Parents are choosing to go to court to settle private child matters rather than using mediation, a new report suggests.
The new figures have been released after lawyersupportedmediation.com made a Freedom of Information request.
The data gave an insight into the utilisation of court services since the legal aid cuts in family law were introduced in April 2013.
It was hoped that publicly funded mediation brought in by the Ministry of Justice would be used by more families, thereby reducing the burden on the family court system. However, it seems that more families are choosing to go to court without legal representation than using mediation provided by the MoJ.
The information released showed:
- Between April and September 2013, 21,574 parties represented themselves at court for child related proceedings (parental responsibility, contact, residence, etc). The figure for the previous 12-months (2012/13) stood at 33,294.
- So within six months of the changes to public funding, the total number of unrepresented parties already accounts for two-thirds (65%) of the previous year’s total.
- Between April and September 2013, almost half (45%) of all parties involved with private family law child proceedings, were unrepresented. This is up from 37% for the last completed year (2012/13).
- Between April and September 2013, the number of applications rose by 10% to 29,243, compared to 26,252 applications for the same period in 2012.
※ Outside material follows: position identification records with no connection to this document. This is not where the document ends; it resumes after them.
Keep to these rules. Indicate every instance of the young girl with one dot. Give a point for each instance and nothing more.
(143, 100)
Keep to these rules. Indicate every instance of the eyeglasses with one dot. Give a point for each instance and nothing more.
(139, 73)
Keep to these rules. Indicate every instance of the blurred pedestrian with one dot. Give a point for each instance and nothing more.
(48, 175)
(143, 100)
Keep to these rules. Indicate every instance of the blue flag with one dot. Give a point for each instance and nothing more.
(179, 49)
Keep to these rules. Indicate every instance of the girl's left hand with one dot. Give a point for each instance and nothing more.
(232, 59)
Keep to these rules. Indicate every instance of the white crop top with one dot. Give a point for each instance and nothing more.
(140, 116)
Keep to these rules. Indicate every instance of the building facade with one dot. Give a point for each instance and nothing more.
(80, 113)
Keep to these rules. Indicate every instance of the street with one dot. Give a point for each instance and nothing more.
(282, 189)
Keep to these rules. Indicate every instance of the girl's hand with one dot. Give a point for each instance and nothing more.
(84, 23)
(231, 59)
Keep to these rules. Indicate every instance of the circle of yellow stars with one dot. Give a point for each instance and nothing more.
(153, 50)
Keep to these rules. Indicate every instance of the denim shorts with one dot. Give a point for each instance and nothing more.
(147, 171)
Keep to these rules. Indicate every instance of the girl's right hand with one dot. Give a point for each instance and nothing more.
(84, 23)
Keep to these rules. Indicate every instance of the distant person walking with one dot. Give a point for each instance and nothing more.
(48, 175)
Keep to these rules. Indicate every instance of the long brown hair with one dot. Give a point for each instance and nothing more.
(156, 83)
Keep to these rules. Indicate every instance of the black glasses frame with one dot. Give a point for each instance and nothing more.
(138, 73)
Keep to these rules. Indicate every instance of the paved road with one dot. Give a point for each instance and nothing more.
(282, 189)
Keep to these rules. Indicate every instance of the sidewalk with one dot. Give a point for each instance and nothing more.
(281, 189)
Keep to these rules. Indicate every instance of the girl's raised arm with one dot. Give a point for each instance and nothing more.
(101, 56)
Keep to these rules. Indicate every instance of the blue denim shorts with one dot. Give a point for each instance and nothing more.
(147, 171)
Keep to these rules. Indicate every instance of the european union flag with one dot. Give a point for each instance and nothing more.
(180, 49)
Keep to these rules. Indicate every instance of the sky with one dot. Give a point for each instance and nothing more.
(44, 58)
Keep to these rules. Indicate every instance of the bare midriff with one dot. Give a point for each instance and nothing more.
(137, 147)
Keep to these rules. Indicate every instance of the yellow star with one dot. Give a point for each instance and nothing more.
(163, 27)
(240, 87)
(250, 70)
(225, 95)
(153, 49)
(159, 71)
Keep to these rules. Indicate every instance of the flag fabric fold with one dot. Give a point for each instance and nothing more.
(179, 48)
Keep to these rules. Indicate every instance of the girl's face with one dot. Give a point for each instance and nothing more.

Critics of the recent legal aid cuts have voiced concerns that the withdrawal of funding for family cases will result in more people going to court without legal representation as ‘litigants in person’.
Litigants in person can cause delays and increase costs due to their unfamiliarity with the system and practises of the court. There is a risk that litigants in person will not get the best access to justice from the courts, especially if the other party is legally represented.
Plans are in place to introduce laws that will make it compulsory for all Applicants to meet with a mediator before they are allowed to issue court proceedings. It remains to be seen if compelling people to use mediation will result in fewer cases being fought in the courts.